Construction began in the early fifteenth century, around 1414, by Antipope Benedict XIII (Papa Luna)’s architect Mahoma Ramí. El Piquete is located on the hill that gives its name to the more fortified “The Crown” defensive, which can be likened to the castle of the town of Quinto, Zaragoza, Spain.
During the Civil War it was used as an observation point and also provided shelter for the population. El Piquete suffered the war at first hand since it was exposed to the constant effects of artillery which resulted in severe damage to the building, including the walls, galleries, roofs and porch. After the war el Piquete was desecrated and new church was built in the lower part of the village.
El Piquete was closed to the public since the 1950s as it remained in a state of disrepair. However it was used as warehouse to store grain during the 1960s.

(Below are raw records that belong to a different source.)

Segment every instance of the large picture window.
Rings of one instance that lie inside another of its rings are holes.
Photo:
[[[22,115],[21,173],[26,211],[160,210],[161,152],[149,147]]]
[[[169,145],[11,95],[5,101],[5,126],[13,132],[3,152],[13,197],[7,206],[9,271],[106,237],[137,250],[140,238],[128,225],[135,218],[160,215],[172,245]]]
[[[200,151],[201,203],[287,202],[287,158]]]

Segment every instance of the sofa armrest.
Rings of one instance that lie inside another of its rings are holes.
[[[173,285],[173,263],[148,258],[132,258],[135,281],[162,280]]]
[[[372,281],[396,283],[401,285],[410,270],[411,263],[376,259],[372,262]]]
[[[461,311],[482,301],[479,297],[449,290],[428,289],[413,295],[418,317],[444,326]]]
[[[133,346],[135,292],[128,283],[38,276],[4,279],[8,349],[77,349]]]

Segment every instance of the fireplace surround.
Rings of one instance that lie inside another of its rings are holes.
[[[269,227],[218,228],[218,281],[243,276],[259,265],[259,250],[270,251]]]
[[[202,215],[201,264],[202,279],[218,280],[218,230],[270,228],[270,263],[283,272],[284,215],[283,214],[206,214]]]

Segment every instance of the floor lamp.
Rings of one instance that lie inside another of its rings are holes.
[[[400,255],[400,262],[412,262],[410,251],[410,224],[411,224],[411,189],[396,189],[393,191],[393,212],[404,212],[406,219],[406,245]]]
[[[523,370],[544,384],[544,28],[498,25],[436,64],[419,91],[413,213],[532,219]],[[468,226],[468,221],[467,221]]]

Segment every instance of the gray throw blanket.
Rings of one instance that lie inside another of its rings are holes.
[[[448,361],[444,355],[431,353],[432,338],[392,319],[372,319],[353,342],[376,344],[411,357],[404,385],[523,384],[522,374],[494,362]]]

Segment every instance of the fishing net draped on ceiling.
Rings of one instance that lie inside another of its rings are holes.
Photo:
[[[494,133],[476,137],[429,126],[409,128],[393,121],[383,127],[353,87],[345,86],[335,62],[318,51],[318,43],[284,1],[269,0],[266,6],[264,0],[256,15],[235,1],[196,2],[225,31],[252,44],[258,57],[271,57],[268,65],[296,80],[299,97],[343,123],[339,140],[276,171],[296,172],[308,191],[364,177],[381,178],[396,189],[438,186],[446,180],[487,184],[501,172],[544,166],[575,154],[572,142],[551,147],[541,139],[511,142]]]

However, Quinto City Council assumed the responsibility for the maintenance of the church and undertook a restoration project that started in 1982 and lasted four decades. In 1996 the Borough of Quinto secured funding from the regional government, the Diputación Provincial de Zaragoza, to restore the façade. This project was carried out by architects Carlos García Toledo and Javier Peña Gonzalvo and was concluded in 2003. Long years of restoration efforts have improved the outside of the building, reflecting its splendour and beauty.
The next phase of restoration focused on the inside of the church. In 2011 floor repairs lead to the discovery of a burial site holding 30 mummified bodies which date back 300 years. The bodies were naturally mummified after being interred, due to lack of humidity in the environment. Fifteen mummies are well preserved with many of their traits and clothes intact and are popularly known “Quinto’s mummies”. From 2011 to 2016 archaeological works were carried out to locate more burial sites and to analyse and research the mummies. Part of the archaeological work entailed advising on future renovation plans.
The Church opened its doors to the public in November 2017. The Borough of Quinto organised a large and festive cultural event to celebrate the culmination of the restoration works and to present plans to turn the building into a Cultural Centre and Museum for use by all the community and visitors to the area. Celebrations ran for two days and more than 2,500 people passed through the Church.
The Museum of Mummies will open its doors officially in 2018. You can’t miss it”!